Для всех видов искусств бывают характерны некие общие черты: и на картинах, и в романах, и в симфонических партитурах можно встретить одни и те же образы, низведённые чуть ли не до уровня клише и стремившиеся показать принципиальные отличия Востока от Запада. Теперь именно «инаковость» оказалась в фокусе внимания, а не «универсализм», в том числе в музыке (от такого взгляда неотделимо развитие т. н. «национальных» европейских композиторских школ: Лист как представитель венгерской музыкальной культуры, Шопен — польской, Глинка — русской и т. д.). Причём сравнение нередко предполагалось или откровенно заявлялось в пользу просвещённой Европы.
С одной стороны, мишенью становилась тирания, жестокость, праздность, технологическая отсталость, пренебрежительное отношение к историческому наследию — всё это будто бы направлено на оправдание «империалистических» замашек Запада.
Примером тут могла бы служить картина Делакруа «Смерть Сарданапала»: погрязший в распутстве царь довёл страну до упадка и восстаний, а когда попытка подавить мятеж провалилась, то, чтобы не обидно было расставаться с жизнью, Сарданапал отдал приказ уничтожить свои сокровища и зарезать всех своих верных животных и «аппетитных» наложниц, а сам расслабленно наблюдал за исполнением повеления. А теперь вспомните грозную, мрачную, тяжёлую тему, звучащую в самом начале симфонической сюиты Николая Андреевича Римского-Корсакова «Шехеразада»: разве не омыта её агрессивная торжественность ещё не остывшей кровью очередной жены султана? И какая разница, как его зовут — Сарданапал или Шахрияр…
На другой «чаше весов» — восточная женщина. В той же сюите Римского-Корсакова Шахрияру не только сюжетно, но и «музыкально» противостоит сама Шехерезада, увлёкшая тирана в волшебный мир сказок 1001 ночи. Её утончённый и витиеватый лейтмотив — мелодия-арабеска, порученная солирующей скрипке и поддержанная редкими, но «сладостными» и «пряными» аккордами арфы — рисует нам совсем другой Восток.
Тот, что существовал, вероятно, лишь в фантазиях европейских мужчин, стремившихся убежать от душной морали Запада к обещанным Востоком расслабленной свободе и сладострастию. Соблазнение — главная raison d’être женщины в ориентальном искусстве, а потому она часто, если не всегда, сопровождается типичными эротическими атрибутами: приторно сладким пением, увлекательным танцем и даже полной наготой.

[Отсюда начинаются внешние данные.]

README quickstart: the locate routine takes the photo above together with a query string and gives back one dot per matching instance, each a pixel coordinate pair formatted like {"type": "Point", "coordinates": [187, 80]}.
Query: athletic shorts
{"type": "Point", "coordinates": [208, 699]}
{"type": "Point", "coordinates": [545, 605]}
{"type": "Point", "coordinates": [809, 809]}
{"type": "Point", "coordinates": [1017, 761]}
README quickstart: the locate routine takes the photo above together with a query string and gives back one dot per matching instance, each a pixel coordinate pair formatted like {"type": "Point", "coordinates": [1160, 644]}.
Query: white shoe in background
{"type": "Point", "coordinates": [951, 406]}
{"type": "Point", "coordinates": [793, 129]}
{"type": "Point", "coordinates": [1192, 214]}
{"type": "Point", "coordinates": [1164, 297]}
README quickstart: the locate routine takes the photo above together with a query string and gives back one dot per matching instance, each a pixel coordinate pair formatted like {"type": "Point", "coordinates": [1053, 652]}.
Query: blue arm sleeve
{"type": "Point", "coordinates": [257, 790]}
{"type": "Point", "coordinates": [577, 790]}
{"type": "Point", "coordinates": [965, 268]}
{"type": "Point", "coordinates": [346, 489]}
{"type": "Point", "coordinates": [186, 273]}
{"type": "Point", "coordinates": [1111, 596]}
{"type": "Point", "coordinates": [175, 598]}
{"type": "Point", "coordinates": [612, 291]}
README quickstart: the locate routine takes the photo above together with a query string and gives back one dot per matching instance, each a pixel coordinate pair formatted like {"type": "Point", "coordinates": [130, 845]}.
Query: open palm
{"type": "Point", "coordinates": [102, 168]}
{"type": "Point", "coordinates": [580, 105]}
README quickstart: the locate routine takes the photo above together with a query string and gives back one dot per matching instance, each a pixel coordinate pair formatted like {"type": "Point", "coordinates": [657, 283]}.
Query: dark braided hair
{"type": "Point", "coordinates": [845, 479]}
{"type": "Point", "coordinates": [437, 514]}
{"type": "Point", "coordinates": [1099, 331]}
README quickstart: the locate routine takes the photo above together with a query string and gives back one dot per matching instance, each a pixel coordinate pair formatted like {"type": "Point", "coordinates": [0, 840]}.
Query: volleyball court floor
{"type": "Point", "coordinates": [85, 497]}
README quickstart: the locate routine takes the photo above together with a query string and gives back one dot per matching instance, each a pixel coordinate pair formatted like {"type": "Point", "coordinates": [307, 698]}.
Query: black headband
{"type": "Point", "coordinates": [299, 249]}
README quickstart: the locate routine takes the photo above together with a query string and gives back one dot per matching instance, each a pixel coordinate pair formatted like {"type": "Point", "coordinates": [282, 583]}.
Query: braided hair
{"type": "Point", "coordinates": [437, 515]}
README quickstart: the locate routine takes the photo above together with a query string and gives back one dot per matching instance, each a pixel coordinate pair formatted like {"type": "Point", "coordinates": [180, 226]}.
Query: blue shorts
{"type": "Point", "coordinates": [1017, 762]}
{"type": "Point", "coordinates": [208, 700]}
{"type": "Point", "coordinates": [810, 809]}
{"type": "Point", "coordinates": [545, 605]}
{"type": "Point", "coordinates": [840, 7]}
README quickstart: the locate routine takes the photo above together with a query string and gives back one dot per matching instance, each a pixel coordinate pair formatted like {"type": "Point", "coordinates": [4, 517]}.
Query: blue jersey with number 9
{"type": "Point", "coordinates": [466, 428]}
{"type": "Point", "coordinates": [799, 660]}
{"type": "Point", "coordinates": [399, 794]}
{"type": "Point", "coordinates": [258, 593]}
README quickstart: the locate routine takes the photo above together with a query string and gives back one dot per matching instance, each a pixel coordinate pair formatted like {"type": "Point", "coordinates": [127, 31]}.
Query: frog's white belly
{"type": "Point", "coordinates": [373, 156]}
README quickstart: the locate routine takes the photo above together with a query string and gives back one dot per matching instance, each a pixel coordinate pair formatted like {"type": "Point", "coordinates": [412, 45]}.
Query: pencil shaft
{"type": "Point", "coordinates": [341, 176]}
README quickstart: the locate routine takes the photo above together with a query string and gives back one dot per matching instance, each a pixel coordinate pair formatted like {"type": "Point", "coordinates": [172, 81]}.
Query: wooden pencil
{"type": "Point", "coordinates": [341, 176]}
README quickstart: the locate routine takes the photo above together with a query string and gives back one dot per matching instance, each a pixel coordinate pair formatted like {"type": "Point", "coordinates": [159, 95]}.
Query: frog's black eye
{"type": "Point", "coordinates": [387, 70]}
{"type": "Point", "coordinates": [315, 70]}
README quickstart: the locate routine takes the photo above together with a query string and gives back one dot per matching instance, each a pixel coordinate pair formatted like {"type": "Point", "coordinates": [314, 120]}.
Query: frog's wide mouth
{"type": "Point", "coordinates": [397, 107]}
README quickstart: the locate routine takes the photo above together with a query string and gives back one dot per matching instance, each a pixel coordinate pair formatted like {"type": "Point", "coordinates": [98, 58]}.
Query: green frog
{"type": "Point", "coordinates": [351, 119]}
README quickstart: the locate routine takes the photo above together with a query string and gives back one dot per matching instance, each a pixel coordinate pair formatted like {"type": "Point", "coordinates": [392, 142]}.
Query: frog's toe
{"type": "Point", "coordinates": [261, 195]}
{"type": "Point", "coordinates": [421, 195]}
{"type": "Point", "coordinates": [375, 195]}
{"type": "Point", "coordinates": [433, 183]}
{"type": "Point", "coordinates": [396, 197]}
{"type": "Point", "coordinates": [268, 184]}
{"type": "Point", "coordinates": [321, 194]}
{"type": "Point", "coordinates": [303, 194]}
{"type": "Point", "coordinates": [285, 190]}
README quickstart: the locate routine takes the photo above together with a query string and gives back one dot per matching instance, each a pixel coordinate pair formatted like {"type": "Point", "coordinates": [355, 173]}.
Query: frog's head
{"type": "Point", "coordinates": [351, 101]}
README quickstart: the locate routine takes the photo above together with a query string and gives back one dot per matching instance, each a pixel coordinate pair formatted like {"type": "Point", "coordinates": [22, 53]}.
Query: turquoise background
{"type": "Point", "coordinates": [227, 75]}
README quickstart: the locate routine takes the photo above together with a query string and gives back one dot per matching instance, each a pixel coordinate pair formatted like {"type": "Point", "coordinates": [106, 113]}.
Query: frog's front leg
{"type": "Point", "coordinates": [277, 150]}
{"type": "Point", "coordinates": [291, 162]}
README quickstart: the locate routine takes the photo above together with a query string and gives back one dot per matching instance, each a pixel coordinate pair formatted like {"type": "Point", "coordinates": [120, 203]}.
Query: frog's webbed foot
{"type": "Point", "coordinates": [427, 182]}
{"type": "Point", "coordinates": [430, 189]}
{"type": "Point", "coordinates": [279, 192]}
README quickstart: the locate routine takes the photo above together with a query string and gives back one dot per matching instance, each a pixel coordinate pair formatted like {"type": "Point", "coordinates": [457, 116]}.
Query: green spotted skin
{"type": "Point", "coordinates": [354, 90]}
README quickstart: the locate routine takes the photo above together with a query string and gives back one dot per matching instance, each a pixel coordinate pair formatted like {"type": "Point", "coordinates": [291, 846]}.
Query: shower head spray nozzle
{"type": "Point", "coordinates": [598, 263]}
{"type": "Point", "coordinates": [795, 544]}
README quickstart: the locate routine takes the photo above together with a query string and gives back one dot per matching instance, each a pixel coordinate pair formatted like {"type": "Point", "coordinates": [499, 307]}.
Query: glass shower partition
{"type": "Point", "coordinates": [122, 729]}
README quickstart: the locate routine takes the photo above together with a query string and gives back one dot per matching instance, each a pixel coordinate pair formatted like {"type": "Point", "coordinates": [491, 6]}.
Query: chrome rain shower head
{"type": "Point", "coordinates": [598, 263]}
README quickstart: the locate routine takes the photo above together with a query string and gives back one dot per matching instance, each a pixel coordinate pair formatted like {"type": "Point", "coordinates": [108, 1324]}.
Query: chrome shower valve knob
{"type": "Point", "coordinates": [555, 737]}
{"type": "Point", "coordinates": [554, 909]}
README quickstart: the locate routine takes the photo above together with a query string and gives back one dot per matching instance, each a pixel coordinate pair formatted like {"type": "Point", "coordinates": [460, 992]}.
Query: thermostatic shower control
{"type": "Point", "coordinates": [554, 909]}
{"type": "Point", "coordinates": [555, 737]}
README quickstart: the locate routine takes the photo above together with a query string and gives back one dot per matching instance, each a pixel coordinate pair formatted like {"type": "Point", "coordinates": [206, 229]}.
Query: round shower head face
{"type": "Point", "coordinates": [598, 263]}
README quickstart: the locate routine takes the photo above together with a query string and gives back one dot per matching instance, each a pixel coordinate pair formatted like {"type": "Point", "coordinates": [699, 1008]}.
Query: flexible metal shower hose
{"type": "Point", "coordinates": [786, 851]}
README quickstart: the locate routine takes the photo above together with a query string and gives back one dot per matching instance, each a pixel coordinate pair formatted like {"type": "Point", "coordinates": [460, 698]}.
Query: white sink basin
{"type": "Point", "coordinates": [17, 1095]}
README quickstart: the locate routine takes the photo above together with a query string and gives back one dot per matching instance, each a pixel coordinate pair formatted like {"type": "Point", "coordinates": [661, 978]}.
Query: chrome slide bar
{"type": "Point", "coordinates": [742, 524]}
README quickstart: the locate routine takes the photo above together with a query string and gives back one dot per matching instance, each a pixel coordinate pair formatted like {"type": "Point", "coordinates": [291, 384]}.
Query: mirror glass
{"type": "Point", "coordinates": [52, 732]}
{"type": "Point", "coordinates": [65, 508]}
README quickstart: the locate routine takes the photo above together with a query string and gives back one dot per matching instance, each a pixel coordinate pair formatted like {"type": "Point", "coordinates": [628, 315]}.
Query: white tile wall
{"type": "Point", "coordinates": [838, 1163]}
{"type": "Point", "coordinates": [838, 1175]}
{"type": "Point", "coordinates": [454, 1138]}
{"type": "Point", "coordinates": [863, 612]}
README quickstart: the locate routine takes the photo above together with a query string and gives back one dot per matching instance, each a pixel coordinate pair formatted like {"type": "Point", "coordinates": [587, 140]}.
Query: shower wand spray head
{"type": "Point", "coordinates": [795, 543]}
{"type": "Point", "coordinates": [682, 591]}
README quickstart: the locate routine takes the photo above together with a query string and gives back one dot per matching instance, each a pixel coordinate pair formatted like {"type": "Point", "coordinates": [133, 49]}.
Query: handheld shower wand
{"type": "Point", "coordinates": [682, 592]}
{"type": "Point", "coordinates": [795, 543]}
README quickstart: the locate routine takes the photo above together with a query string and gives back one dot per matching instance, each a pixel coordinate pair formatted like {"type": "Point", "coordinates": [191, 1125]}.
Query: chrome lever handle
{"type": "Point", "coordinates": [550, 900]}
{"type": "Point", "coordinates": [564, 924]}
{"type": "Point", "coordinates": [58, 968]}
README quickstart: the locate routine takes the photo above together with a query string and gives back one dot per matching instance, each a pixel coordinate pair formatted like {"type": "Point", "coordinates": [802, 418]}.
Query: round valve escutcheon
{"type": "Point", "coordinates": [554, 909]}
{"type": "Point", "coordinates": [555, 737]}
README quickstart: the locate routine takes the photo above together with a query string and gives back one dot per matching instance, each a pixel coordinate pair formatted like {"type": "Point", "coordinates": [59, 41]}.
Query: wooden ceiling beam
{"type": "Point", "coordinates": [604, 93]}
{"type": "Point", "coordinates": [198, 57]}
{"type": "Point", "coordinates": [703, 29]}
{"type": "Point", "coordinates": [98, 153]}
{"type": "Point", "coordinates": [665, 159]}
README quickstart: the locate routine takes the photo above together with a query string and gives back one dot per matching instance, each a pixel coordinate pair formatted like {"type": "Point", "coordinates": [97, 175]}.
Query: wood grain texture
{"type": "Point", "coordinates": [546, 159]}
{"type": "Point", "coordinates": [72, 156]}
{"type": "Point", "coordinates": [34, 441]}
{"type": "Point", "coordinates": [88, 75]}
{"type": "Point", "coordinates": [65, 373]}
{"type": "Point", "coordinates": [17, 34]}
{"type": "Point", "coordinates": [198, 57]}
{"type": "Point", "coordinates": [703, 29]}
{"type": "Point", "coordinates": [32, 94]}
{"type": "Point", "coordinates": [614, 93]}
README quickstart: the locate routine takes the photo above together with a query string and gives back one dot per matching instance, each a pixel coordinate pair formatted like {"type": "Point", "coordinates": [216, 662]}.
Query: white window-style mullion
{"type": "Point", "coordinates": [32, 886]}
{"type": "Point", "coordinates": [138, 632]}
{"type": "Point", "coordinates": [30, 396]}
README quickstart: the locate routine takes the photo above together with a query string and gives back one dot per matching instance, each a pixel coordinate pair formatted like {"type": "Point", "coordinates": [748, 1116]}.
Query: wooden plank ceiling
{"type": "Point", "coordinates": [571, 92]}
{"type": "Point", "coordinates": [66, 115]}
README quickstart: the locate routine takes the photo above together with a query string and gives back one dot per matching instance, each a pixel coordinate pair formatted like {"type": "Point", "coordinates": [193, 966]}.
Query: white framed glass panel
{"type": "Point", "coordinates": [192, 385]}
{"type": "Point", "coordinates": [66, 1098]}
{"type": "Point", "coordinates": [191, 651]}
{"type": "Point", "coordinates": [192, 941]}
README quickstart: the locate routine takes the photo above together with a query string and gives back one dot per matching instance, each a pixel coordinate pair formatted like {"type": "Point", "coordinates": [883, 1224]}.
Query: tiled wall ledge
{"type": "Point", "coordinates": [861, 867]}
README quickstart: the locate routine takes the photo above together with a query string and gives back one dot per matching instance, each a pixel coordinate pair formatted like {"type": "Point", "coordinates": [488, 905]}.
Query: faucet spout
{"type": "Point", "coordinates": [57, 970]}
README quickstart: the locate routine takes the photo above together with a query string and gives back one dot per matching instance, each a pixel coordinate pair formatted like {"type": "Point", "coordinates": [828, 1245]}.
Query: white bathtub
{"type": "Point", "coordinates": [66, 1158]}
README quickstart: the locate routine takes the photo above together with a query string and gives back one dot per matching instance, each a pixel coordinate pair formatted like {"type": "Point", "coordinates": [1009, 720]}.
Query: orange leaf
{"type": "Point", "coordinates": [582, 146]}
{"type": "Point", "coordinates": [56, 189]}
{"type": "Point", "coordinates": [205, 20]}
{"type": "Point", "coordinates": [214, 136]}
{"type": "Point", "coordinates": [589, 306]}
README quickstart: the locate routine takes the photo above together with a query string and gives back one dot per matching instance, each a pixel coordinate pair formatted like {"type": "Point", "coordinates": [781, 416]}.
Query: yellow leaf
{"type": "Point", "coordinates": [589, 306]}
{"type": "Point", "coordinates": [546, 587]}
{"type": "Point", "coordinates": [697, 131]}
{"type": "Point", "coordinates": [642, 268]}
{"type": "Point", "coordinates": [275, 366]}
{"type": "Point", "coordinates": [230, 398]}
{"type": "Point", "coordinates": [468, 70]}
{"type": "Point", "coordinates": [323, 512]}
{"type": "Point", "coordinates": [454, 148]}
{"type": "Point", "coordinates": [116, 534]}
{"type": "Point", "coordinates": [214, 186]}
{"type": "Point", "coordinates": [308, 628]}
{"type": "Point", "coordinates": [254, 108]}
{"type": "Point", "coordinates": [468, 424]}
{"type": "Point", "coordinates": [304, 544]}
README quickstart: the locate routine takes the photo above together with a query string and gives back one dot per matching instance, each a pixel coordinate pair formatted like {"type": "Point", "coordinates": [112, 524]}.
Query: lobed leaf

Таковы Далила в самой известной опере К. Сен-Санса, Саломея в одноимённом произведении Р. Штрауса (и особенно — её «Танец семи покрывал»), Лакме в оперном шедевре Л. Делиба, не говоря уже о таких операх Жоржа Бизе, как «Искатели жемчуга» (1863) и «Джамиле» (1872), где любовный треугольник «вписан» в экзотическую обстановку Цейлона и Египта. Да и «Кармен» (1875) не чужая в этом ряду, учитывая, что цыгане тоже считались пришельцами с Востока.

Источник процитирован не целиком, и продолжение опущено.